Mauro Gasparotti, director of Savills Hotels Asia-Pacific, said that he has observed a large increase in interest from operators in the country since 2015, following the expansion of the hospitality market.
“Vietnamese developers are still new to hospitality products, but with the large amount of supply coming, more quality assets are expected to be under way. We forecast that a total of more than 30,000 rooms will be opened by the end of 2019,” said Gasparotti.
Karl Hudson, Marriott International’s area vice president for Thailand, Vietnam, Cambodia, and Myanmar, also sees great potential in Vietnam.
“Vietnam is poised to continue on this growth trajectory, with continued government spending of over $1.3 billion on tourism infrastructure. We see all these initiatives as promising signs that, in conjunction with the rise of foreign direct investment, Vietnam will remain among the world’s fastest-growing economies,” said Hudson.
Domestic players share cake
In the development of the hospitality sector in Vietnam, along with international brands, domestic developers and operators are increasing capacity and becoming an indispensable part of the market. Among those, Muong Thanh Hotels has become one of the top names, with a chain of more than 50 hotels stretching from the top to the bottom of Vietnam. The two latest hotels, Muong Thanh Luxury Son La and Muong Thanh Luxury Khanh Hoa, have both received warm welcome from customers.
According to Pham Hong Dung, deputy general director of Muong Thanh Group, the group’s investment strategy has been to preserve traditional styles while adding modern facilities. “Tourists would like to understand the culture and traditions of the countries they visit, rather than have it all in the modern way, and that is why all of Muong Thanh’s hotels are following this trend,” Dung said.
Pham Ha, CEO of Luxury Travel, said, “Vietnam’s tourism infrastructure has improved dramatically and with its iconic colonial properties, a fast-growing list of modern luxury and spa destinations and recently-opened golf courses, as well as the launch of luxury yacht and river cruise services, the country ensures stress-free journeys away from busy roads. Such improvements account for the country’s recent growth in popularity.”
Meanwhile, the southern beach province of Ba Ria-Vung Tau is catching the eyes of domestic property developers. DIC and Hung Thinh Corporation are also actively looking for projects in the southern coast city. Duc Long Gia Lai Group, meanwhile, has proposed to invest in five large-scale ventures with high-end resorts in Ba Ria and Con Dao islands.
Leading housing developer Novaland Group has recently signed strategic co-operation agreements with Minor Hotels to operate seven hotels and resorts, and a Greg Norman golf course designed to help develop its four incoming golf courses in Can Tho, Ba Ria–Vung Tau, and Binh Thuan provinces.
According to Bui Xuan Huy, general director of Novaland, the group has also been expanding in tourism in many other areas such as Ho Chi Minh City, Cam Ranh-Khanh Hoa, Phu Yen, Quy Nhon-Binh Dinh, and Dalat-Lam Dong.
Condo hotel units, or condotels, have spearheaded a new type of holiday facility in Vietnam with investment from both foreign and domestic investors.
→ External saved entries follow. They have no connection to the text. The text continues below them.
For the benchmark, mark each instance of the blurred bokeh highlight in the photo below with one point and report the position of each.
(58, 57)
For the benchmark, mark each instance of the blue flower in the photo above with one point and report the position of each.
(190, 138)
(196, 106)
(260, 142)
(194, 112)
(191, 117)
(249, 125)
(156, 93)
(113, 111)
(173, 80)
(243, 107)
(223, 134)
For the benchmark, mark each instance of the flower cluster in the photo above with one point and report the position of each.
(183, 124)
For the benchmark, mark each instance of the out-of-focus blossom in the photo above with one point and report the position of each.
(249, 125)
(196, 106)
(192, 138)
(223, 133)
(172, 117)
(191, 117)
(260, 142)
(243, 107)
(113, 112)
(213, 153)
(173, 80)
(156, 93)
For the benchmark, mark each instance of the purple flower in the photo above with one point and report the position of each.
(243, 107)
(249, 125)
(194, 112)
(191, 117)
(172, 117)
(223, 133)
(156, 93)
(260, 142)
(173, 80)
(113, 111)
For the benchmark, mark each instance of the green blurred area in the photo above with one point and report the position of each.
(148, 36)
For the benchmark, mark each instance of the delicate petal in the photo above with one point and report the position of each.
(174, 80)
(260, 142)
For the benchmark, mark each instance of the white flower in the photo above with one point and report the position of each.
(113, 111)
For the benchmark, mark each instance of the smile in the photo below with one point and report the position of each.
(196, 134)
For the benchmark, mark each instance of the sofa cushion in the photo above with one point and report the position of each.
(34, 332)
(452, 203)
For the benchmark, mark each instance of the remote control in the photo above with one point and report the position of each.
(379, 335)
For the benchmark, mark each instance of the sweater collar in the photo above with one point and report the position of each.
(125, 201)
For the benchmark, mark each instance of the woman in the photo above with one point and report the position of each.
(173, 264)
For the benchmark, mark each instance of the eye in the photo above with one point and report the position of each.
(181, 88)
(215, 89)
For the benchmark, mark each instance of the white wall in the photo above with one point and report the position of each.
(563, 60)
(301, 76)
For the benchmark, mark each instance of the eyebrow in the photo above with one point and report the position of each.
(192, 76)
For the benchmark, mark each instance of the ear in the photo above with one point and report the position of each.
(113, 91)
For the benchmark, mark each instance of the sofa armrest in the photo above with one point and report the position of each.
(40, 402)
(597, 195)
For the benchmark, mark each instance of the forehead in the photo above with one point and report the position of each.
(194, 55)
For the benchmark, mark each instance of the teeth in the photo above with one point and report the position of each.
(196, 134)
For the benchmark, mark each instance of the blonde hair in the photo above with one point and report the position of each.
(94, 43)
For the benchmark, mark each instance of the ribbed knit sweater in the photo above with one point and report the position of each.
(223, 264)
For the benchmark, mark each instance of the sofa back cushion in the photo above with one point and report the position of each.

Halong, Danang, Nha Trang, and Phu Quoc are providing a large proportion of properties to the market with a huge supply of more than 30,000 condotels and 5,500 villas so far.
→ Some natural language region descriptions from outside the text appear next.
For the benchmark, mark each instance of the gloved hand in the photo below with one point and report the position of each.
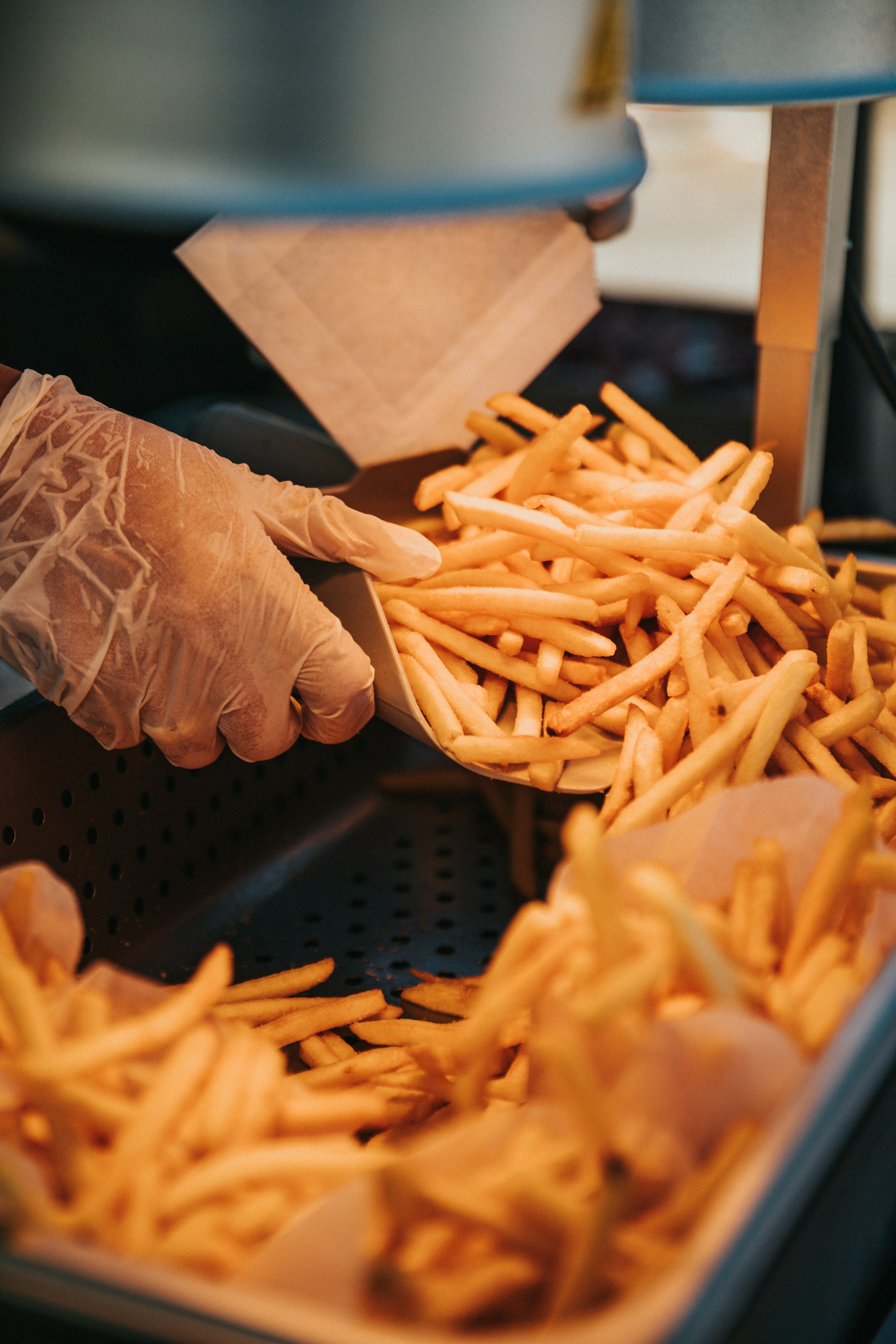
(144, 591)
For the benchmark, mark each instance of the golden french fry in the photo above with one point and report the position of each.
(281, 984)
(22, 998)
(860, 678)
(348, 1073)
(660, 889)
(847, 721)
(530, 709)
(495, 689)
(408, 1032)
(316, 1052)
(718, 466)
(819, 757)
(522, 750)
(584, 842)
(432, 488)
(469, 714)
(671, 729)
(649, 670)
(546, 451)
(546, 775)
(480, 655)
(706, 759)
(312, 1022)
(141, 1034)
(498, 477)
(828, 881)
(495, 432)
(438, 713)
(510, 643)
(840, 658)
(763, 608)
(254, 1011)
(280, 1160)
(480, 550)
(624, 779)
(565, 635)
(550, 663)
(775, 716)
(649, 428)
(648, 761)
(501, 578)
(495, 601)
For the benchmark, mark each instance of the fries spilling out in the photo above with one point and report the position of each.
(620, 1057)
(543, 1147)
(618, 596)
(162, 1123)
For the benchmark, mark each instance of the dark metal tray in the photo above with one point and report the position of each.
(373, 853)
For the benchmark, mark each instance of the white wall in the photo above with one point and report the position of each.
(698, 224)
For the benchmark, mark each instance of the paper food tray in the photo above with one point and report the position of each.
(351, 596)
(788, 1242)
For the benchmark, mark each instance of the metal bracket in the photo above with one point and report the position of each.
(811, 172)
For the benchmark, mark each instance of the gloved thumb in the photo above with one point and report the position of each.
(304, 522)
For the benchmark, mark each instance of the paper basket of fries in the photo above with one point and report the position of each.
(612, 615)
(800, 1108)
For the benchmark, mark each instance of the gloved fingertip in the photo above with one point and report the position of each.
(343, 724)
(416, 558)
(180, 749)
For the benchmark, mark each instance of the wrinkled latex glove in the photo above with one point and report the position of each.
(144, 589)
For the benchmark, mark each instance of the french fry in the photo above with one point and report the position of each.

Condotel ownership, however, has not been regulated so far, despite booming investment. According to the Vietnam Association of Real Estate Brokers, condotels recently saw a slowdown in supply, with transactions in the third quarter of 2018 totalling at only 1,000. The association said that it is time to halt the development of new condotel projects and focus on completing existing ones, putting them into operation to boost tourism infrastructure and consolidate investor confidence.